Early registration to the courses attracts a 15% discount, but using the promotion code SQLH you will get a 20% discount instead. On the full Immersion course that is a further ~100 euros off the price, which can’t be bad.
The Immersion event is running from the 28th June to 1st July, and registration is here.
The two additional master classes are being run the week after, and these are advertised as being material that is not on the Immersion course, but as mentioned – I’m not entirely sure what that is, and given how much detail is on the immersion course, that is going to have to be some very deep internals stuff.
Time flies when you’re busy, and it has been far too long since I last posted. To business however, and I noticed a problem in query parameterization the other day which does not make much sense at first glance. To demonstrate, I will use the AdventureWorks example database and use a couple of simple queries. As with all parameterization issues, you need to make sure that you know which mode the database is within, so I’ll begin by setting it to Simple Mode
ALTER DATABASE AdventureWorks SET PARAMETERIZATION SIMPLE
And then run two queries, separately so that they are not considered a single batch.
Select * from HumanResources.Employee where loginid like '%a%' Select * from HumanResources.Employee where loginid like '%b%'
Under simple parameterization it should not be too surprising to see that when the query cache is inspected, the queries have not been parameterized, and 2 entries exist within the cache.

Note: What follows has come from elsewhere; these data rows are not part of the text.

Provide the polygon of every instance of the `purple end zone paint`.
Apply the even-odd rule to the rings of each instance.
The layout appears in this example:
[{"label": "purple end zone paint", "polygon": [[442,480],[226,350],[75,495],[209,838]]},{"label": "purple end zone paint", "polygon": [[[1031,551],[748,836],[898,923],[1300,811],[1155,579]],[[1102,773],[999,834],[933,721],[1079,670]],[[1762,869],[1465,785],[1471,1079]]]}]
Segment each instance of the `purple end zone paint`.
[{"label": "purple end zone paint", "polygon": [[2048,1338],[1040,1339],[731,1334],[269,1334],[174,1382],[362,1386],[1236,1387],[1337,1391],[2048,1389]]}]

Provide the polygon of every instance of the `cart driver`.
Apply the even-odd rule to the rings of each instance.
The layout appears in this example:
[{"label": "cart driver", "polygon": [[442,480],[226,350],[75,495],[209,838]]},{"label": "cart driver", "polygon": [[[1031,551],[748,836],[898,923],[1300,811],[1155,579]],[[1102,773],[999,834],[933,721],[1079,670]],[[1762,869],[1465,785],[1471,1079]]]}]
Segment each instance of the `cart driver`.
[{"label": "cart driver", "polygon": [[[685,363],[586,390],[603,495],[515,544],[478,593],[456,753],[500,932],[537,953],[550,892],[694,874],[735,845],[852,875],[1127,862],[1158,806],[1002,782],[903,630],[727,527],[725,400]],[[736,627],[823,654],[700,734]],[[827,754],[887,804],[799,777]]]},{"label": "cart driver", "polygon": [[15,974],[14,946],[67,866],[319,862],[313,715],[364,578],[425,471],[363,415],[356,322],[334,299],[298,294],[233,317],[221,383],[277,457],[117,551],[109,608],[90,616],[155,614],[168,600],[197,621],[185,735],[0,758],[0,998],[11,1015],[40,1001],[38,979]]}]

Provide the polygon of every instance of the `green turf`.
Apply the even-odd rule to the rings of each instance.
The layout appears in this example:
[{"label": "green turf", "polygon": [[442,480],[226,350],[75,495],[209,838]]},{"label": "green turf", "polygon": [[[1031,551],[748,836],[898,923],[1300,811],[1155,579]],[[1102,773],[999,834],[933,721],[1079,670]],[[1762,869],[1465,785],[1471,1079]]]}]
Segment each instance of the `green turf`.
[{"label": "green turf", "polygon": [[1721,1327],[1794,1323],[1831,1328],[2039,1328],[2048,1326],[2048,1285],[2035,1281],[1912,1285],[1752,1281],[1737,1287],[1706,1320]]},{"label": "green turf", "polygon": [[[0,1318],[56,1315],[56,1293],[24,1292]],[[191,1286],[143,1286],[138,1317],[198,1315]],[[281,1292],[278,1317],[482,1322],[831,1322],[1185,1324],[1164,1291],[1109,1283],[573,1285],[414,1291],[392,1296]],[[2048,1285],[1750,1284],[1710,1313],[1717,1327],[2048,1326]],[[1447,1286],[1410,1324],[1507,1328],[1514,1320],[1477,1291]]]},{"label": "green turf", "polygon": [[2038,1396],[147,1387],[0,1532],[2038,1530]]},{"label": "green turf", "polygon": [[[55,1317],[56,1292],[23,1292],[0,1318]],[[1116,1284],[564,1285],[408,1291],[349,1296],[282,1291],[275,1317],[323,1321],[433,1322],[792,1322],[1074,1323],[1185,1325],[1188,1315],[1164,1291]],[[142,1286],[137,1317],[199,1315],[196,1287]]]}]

So what happens when the mode is changed to Forced?
ALTER DATABASE AdventureWorks SET PARAMETERIZATION FORCED
Clear down the query cache and try the two queries again, in the hope of a plan cache hit – and it hasn’t changed. Two query plans still show in the cache and there was no parameterization. Perhaps it is the existence of the 2 wildcard characters? no, altering the wild-cards makes no difference, removing them entirely still results in the query plan generating a separate plan cache entry.
Parameterization is not limited to dates and numbers, it will work on strings without any problem, but clearly the introduction of the like clause prevents the cache hit. This behaviour is on both SQL Server 2005 and 2008 – which is a bit annoying.
So how can we get around this problem?
Well bizarrely by just using a different syntax to mean the same thing. PatIndex works just like the like clause and takes a wildcard, but returns the position. In a like clause we are just interested in a match – whilst the pat index gives us a character position. If the pattern is not found it returns zero, so the simple replacement is to using patindex and look for any values greater than zero.
Select * from HumanResources.Employee where patindex('%a%',loginid) > 0 Select * from HumanResources.Employee where patindex('%b%',loginid) > 0
In simple mode this still produces 2 cache hits, but in forced mode you get a plan cache hit finally!
If solving it was only that simple… by using PatIndex the query where clause has become non-sargable – which makes no difference if you have a wild card either side of your expression but if you only had a trailing wildcard then this would produce a very bad performance hit. The cost of the extra query plan in memory is unlikely to be more than the use of scans to resolve the query, so faced with a few additional query plans in memory using wildcards, you might be best to leave them there.